On 1 August 2024, the European Banking Authority (EBA) and the European Central Bank (ECB) issued a joint report which assesses the latest payment data reported to these authorities under Article 96(6) of the revised Payment Services Directive (PSD2).
The joint report:
- Covers semi-annual data reported for the three reference periods H1 2022, H2 2022 and H1 2023.
- Focuses on the payment instruments of credit transfers, direct debits, card payments (from an EU/EEA issuing perspective), cash withdrawals and e-money transactions.
- Data covers all EU/EEA countries that reported the full time series.
- Analyses total payment transactions and the subset of fraudulent transactions, both in value and volume terms.

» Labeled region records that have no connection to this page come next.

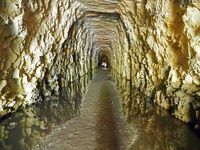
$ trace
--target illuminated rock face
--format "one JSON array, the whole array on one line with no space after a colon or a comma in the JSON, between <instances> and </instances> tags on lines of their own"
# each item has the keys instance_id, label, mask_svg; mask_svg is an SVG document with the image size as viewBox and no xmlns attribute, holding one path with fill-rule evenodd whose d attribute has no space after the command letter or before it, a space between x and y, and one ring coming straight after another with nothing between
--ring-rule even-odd
<instances>
[{"instance_id":1,"label":"illuminated rock face","mask_svg":"<svg viewBox=\"0 0 200 150\"><path fill-rule=\"evenodd\" d=\"M1 116L57 93L101 57L155 103L198 124L199 9L187 0L1 0Z\"/></svg>"}]
</instances>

- Provides more detailed analyses on specific topics such as the main fraud types and the application of strong customer authentication (SCA), as well as some geographical and country-level analyses.

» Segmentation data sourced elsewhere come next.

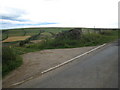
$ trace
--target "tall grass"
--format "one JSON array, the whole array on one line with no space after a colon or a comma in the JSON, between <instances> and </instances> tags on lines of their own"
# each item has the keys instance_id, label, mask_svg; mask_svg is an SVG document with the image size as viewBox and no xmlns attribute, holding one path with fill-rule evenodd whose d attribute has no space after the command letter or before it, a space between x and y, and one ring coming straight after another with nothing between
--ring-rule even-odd
<instances>
[{"instance_id":1,"label":"tall grass","mask_svg":"<svg viewBox=\"0 0 120 90\"><path fill-rule=\"evenodd\" d=\"M22 58L15 54L10 47L2 48L2 76L6 76L10 71L22 64Z\"/></svg>"},{"instance_id":2,"label":"tall grass","mask_svg":"<svg viewBox=\"0 0 120 90\"><path fill-rule=\"evenodd\" d=\"M54 48L75 48L83 46L96 46L103 43L114 41L118 38L117 31L83 34L80 39L72 39L69 37L59 37L55 39L47 39L38 44L29 45L27 48L36 49L54 49Z\"/></svg>"}]
</instances>

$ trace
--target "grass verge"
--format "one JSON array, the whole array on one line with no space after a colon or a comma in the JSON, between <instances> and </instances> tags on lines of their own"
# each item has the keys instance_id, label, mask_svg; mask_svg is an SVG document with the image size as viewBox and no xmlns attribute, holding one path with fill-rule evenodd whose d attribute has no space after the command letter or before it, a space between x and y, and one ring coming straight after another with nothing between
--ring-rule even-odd
<instances>
[{"instance_id":1,"label":"grass verge","mask_svg":"<svg viewBox=\"0 0 120 90\"><path fill-rule=\"evenodd\" d=\"M10 47L2 48L2 77L22 64L22 57L17 55Z\"/></svg>"}]
</instances>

Key messages in the joint report include:
- Payment fraud reported by the industry across the EEA amounted to EUR 4.3 billion in the year 2022 and EUR 2.0 billion in the first half of 2023.
- Most payment fraud in value terms was related to credit transfers and card payments, across all three reference periods analysed.

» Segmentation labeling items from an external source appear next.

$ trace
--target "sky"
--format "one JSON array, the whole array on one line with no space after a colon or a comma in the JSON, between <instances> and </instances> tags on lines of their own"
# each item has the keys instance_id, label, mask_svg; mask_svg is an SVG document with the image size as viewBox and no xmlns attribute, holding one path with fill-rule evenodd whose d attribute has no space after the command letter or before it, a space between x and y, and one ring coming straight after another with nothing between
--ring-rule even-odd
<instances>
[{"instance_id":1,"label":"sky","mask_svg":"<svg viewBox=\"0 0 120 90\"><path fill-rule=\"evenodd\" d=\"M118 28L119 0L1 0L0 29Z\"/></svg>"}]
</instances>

- SCA was applied for the majority of electronic payments in value terms, especially for credit transfers (around 77%).
- In general, SCA-authenticated transactions showed lower fraud rates than non-SCA transactions, especially for card payments.
- Fraud rates for card payments turned out to be significantly (about ten times) higher when the counterpart is located outside the EEA, where the application of SCA may not be requested.
- The adoption of the regulatory technical standards for SCA and common and secure open standards of communication has had a positive effect on reducing fraudulent payments, especially for transactions conducted within the EEA.
The EBA and the ECB will continue to closely monitor developments in payment fraud, using data collected under the PSD2 and the ECB Regulation on payments statistics.